Intel unveiled the MLPerf results for its Habana Gaudi 2 accelerator
Recently, Intel unveiled the MLPerf results for its Habana Gaudi 2 accelerator, showcasing exceptional performance in advanced vision and language models. Three months hence, Intel has again disseminated fresh results from this test, suggesting that the Gaudi AI accelerator could feasibly challenge the NVIDIA H100 GPU, thus underscoring Intel’s competitive prowess in AI inference.
The data shared by Intel indicates a commendable enhancement in the Gaudi 2 accelerator’s performance, even surpassing its competitor, NVIDIA’s A100 GPU. Intel contends that, in relation to analogous products in the market, their Gaudi 2 accelerator is more economically priced. Given the retail price of the NVIDIA A100, their claim holds water.
The inference outcomes of the Gaudi 2 on the GPT-J model compellingly attest to its competitive caliber. Compared to NVIDIA’s H100, the performance of Gaudi 2 is noteworthy. The H100 boasts only a 1.09 times advantage in server performance and a 1.28 times advantage in offline capability against the Gaudi 2. When juxtaposed with the A100, the Gaudi 2 outperforms by 2.4 times in server capacity and 2 times in offline capability. The results submitted by Gaudi 2 employ the FP8 data type, achieving a striking 99.9% accuracy rate on this novel data type.
With software updates for Gaudi 2 rolled out every 6-8 weeks, Intel is poised to continue demonstrating performance augmentation in MLPerf benchmark tests, alongside an ever-expanding model coverage range.
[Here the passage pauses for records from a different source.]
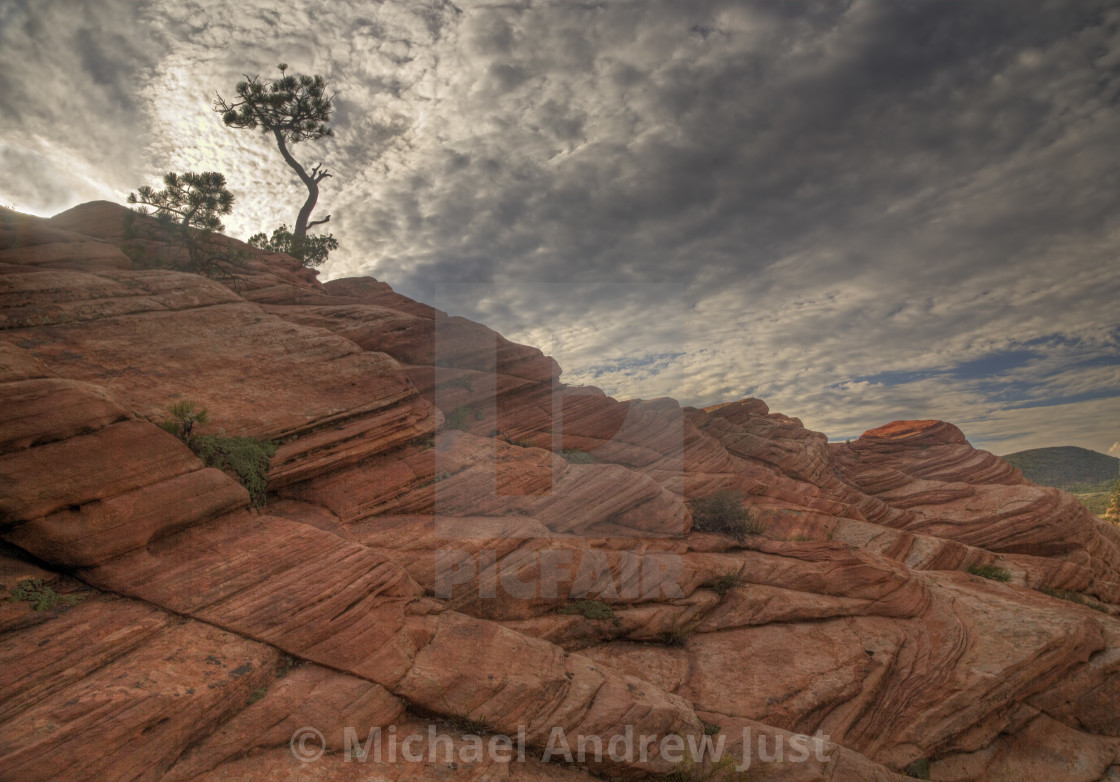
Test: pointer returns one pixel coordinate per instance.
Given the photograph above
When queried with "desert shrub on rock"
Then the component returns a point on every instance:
(246, 457)
(725, 513)
(311, 250)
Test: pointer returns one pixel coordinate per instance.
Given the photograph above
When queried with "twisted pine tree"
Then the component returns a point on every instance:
(292, 108)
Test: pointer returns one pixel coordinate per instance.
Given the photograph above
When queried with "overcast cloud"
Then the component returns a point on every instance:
(856, 211)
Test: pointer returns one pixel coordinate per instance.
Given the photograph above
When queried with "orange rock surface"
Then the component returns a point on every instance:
(456, 543)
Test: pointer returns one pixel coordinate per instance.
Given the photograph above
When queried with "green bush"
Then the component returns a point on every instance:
(589, 610)
(724, 583)
(246, 456)
(311, 250)
(677, 635)
(39, 595)
(184, 415)
(920, 769)
(996, 574)
(724, 512)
Additionally, Intel disclosed test outcomes for its fourth-generation Xeon Scalable processor and the Xeon CPU Max. These encompassed the GPT-J model. The results divulged outstanding performance in visual, linguistic processing, audio, and voice translation models, alongside an augmented DLRM v2 deep learning recommendation model and the ChatGPT-J model by the fourth-generation Xeon processor for general AI workloads.
The fourth-generation Xeon Scalable processor emerges as the quintessential choice for constructing and deploying general AI workloads through prevalent AI frameworks and libraries. Tasked with summarizing a 1000-1500 word press release into a succinct 100 words, this processor can craft two summaries per second in offline mode, and one per second in real-time server mode.
For the first time, Intel submitted MLPerf results for the Intel Xeon CPU Max series, offering a memory bandwidth of up to 64GB. As for the GPT-J, it stands as the solitary CPU capable of achieving an accuracy of 99.9%, which is paramount for applications demanding exacting precision.
In collaboration with OEM manufacturers, Intel proffered these results, further elucidating the scalability of its AI performance, and the accessibility of general servers based on Xeon processors, adeptly fulfilling customer Service Level Agreements (SLAs).
Sandra Rivera, Intel’s Executive Vice President and General Manager of the Data Center and AI Division, articulated, “As demonstrated through the recent MLCommons results, we have a strong, competitive AI product portfolio, designed to meet our customers’ needs for high-performance, high-efficiency deep learning inference and training, for the complete spectrum of AI models – from the smallest to the largest – with leading price/performance.”